What a great reason to let in all sorts of 404b /bad acts stuff - "the defendant brought this stuff upon himself." So much for being tried for the crime you're accused of committing. The Judge gave the guy the benefit of the doubt the first time by not securing him the first time when the DA asked for it. As it turned out, it was a bad idea - but that doesn't excuse the Judge's fit of pique because he was embarrassed by what turned out to be a bad (in hindsight) call.
In my jurisdiction, I think the appellate court would find that "overwheling evidence of guilt" would "render harmless" any error in failing to declare a mistrial.

But yesterday, Glawson's appellate court came through - they directed Judge Brady to examine the remianing jurors to determine whether they could remain impartial; a measured, minimalist response, giving Judge Brady an out to save face by declaring the mistrial himself, if he could uncloud his judgement in time.

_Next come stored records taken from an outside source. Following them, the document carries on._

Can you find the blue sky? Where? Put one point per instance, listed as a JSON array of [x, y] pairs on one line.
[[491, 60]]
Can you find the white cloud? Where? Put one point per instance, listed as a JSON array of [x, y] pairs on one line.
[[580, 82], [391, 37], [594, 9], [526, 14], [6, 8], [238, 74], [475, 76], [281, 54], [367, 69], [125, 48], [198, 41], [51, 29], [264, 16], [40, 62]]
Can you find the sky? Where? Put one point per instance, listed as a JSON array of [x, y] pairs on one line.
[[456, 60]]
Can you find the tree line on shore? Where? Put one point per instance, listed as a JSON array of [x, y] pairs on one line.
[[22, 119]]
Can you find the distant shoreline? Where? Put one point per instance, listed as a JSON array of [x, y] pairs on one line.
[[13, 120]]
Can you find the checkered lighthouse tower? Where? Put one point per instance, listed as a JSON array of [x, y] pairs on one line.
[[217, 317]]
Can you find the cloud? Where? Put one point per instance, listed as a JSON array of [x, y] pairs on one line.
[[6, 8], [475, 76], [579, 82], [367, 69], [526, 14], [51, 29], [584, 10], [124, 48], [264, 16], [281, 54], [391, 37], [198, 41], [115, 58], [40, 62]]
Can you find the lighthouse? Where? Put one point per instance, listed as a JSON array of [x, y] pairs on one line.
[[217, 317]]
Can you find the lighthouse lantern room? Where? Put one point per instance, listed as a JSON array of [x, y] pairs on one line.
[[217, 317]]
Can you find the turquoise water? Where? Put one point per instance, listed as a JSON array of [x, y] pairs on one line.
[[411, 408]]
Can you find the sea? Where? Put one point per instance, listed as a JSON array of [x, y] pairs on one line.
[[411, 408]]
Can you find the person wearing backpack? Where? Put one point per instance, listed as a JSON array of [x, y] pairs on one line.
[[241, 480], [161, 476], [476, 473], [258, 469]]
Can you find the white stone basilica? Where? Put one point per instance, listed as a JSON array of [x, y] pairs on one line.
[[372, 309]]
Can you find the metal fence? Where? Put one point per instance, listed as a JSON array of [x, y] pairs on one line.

The remaining jurors were questioned, and although eleven jurors said the could remain impartial, four jurors said they could not be impartial. I can only imaging the Judge's questioning:

"The trial has been expensive, and preparation time and effort are difficult for both the defense and the prosecution. If you say that you cannot be impartial, the case is left open and undecided as to those counts. And like all cases, it will still need to be disposed of at some point in time. There appears no reason to believe that the case would ever be submitted to twelve men and women who would be more conscientious, more impartial or more competent to decide it, or that more or clearer evidence could be produced on behalf of either side."
"You are a reasonable person, aren't you, Mr. Juror?"'
"You could follow my instructions to disregard Mr. Glawson's actions, couldn't you, Mrs. Juror?"


But Justice (however inefficient) prevailed, and Mr. Glawson's new trial started today. The outcome may or may not be the same as if the original jury stayed on the case, but at least that part of the trial will have been done rightly and justly.